There’s an interesting problem here, which is similar to the problem of censorship resistance that petertodd was talking about in the previous talk. Well, what if the authority publishes or commits to a merkle root of binaries but doesn’t actually publish the data behind those leaves? What if they don’t publish the binaries themselves? You would see a hash on the bitcoin blockchain, but you wouldn’t know what that hash corresponds to.
This could be detected as misbehavior because if you ask around and nobody has a copy of those binaries, and they weren’t being distributed on their websites or in the app store, then socially it would become clear that something fishy is going on. This is all quite social. There’s no systematic way or technical way of saying there’s a malicious binary in there. This is a social method of auditing authority.
What if you actually want, however, to force the authority or to have some assurance that the authority is publishing merkle roots for binaries and is actually publishing those binaries? If you are downloading an update from the appstore that is a targeted backdoor for you, then it would be nice to have some assurance that the binary of that update is known to everyone so that if it turns out to be malicious then you could inspect that binary and see what was malicious about it. There’s no easy solution to that, unless you do something stupid, like publish the binaries themselves to the bitcoin blockchain. In the context of the linux repositories, there’s a natural solution here because with Linux repositories like the debian repository… there are many mirrors around. If you assume that those mirrors are a form of sybil resistance, and they don’t have a sybil in them, then you can do some special scheme where the auditor could ask a bunch of these mirrors to ask if they have the data for this, and if they say yes, then they would accept the inclusion proofs for the updates, and if they say no, then they would reject the updates. For an auditor to verify the inclusion proof, it would have to get archive state, of the archival node which is basically responsible for downloading all data from the authority, and making sure that it actually exists. The auditor can simply– can tell the latest blockhash, for the authority that has committed to those specific binaries.

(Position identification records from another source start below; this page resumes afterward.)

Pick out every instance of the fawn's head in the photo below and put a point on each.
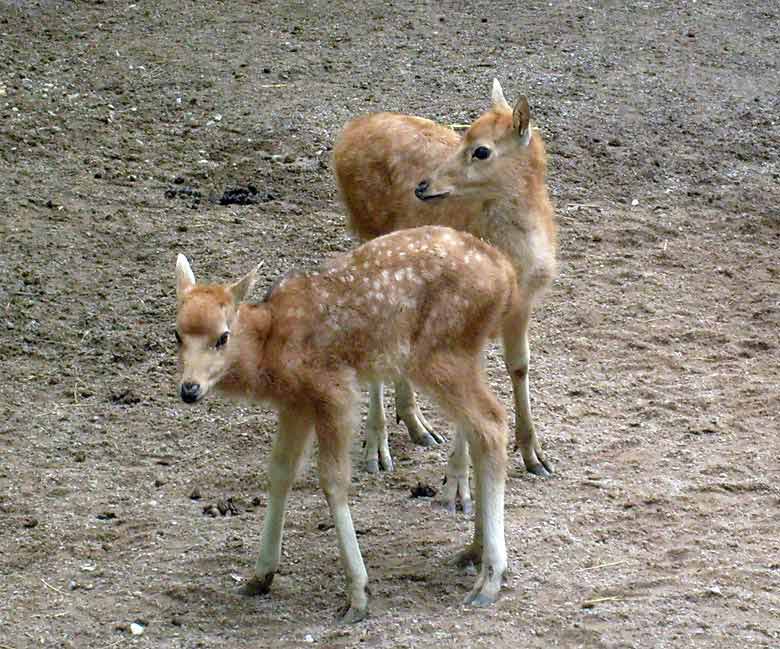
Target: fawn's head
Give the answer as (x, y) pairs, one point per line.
(488, 156)
(205, 318)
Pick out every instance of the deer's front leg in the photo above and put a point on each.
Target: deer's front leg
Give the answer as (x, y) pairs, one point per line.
(334, 434)
(407, 411)
(292, 436)
(517, 358)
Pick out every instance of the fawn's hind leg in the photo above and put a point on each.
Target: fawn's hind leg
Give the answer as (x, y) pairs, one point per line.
(458, 386)
(456, 481)
(377, 451)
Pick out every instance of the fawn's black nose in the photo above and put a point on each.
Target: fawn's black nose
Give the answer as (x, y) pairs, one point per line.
(420, 190)
(190, 392)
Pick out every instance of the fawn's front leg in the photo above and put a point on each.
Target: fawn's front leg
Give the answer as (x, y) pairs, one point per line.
(334, 434)
(291, 438)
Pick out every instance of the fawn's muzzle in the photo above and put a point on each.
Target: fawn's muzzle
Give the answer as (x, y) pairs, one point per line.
(190, 392)
(422, 191)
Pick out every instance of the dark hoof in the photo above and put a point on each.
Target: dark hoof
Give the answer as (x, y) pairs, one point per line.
(351, 615)
(540, 469)
(256, 586)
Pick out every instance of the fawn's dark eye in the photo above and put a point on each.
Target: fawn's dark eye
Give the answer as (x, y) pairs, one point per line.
(481, 153)
(222, 340)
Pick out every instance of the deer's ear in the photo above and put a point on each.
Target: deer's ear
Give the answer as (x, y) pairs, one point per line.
(185, 278)
(521, 120)
(499, 101)
(241, 289)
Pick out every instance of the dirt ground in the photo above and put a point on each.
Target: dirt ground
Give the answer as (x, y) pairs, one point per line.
(655, 373)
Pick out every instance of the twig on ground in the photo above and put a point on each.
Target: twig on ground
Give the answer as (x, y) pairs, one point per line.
(602, 565)
(590, 603)
(54, 588)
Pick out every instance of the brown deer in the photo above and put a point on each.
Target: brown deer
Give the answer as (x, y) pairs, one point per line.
(398, 171)
(420, 303)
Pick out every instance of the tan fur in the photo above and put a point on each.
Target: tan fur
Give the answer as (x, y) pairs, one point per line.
(419, 303)
(380, 159)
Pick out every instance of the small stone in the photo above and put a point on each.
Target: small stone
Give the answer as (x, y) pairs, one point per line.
(136, 628)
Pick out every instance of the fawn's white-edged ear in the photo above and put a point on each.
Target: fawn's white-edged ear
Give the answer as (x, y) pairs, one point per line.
(521, 120)
(244, 286)
(499, 101)
(185, 278)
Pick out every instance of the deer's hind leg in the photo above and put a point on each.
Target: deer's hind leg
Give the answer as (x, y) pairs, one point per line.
(458, 386)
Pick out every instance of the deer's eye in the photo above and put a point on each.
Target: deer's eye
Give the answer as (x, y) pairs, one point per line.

What would it cost to attoack a system like this? For an eclipse attack, it should be $2b using Antminer S9’s for a 51% attack. For an eclipse attack, and auditors only require 6 confirmations, then the hardware cost is only $8.3m and $100k in electricity costs. And it requires per device block headers.
To implement this with the debian package repositories, there were about ~1.7 terabytes of package data, with 1040 package updates daily. So you need about 4 bicoin transactions per day, which seems reasonable. There is about ~1.3 kilobytes of bandwidth and storage overhead per package, for storing and sending inclusion proofs. Users would need to run SPV clients, download ~39 megabytes of block header data, but only store the hashes, which is ~15.9 megabytes of data. So this would be 11.5 kilobytes/day to download, and 5.6 kilobytes/day to store. This seems pretty reasonable to me.
https://github.com/musalbas/contour
Q: What about custom builds for everyone? You would need formal proof of software behavior, tied to the particular build.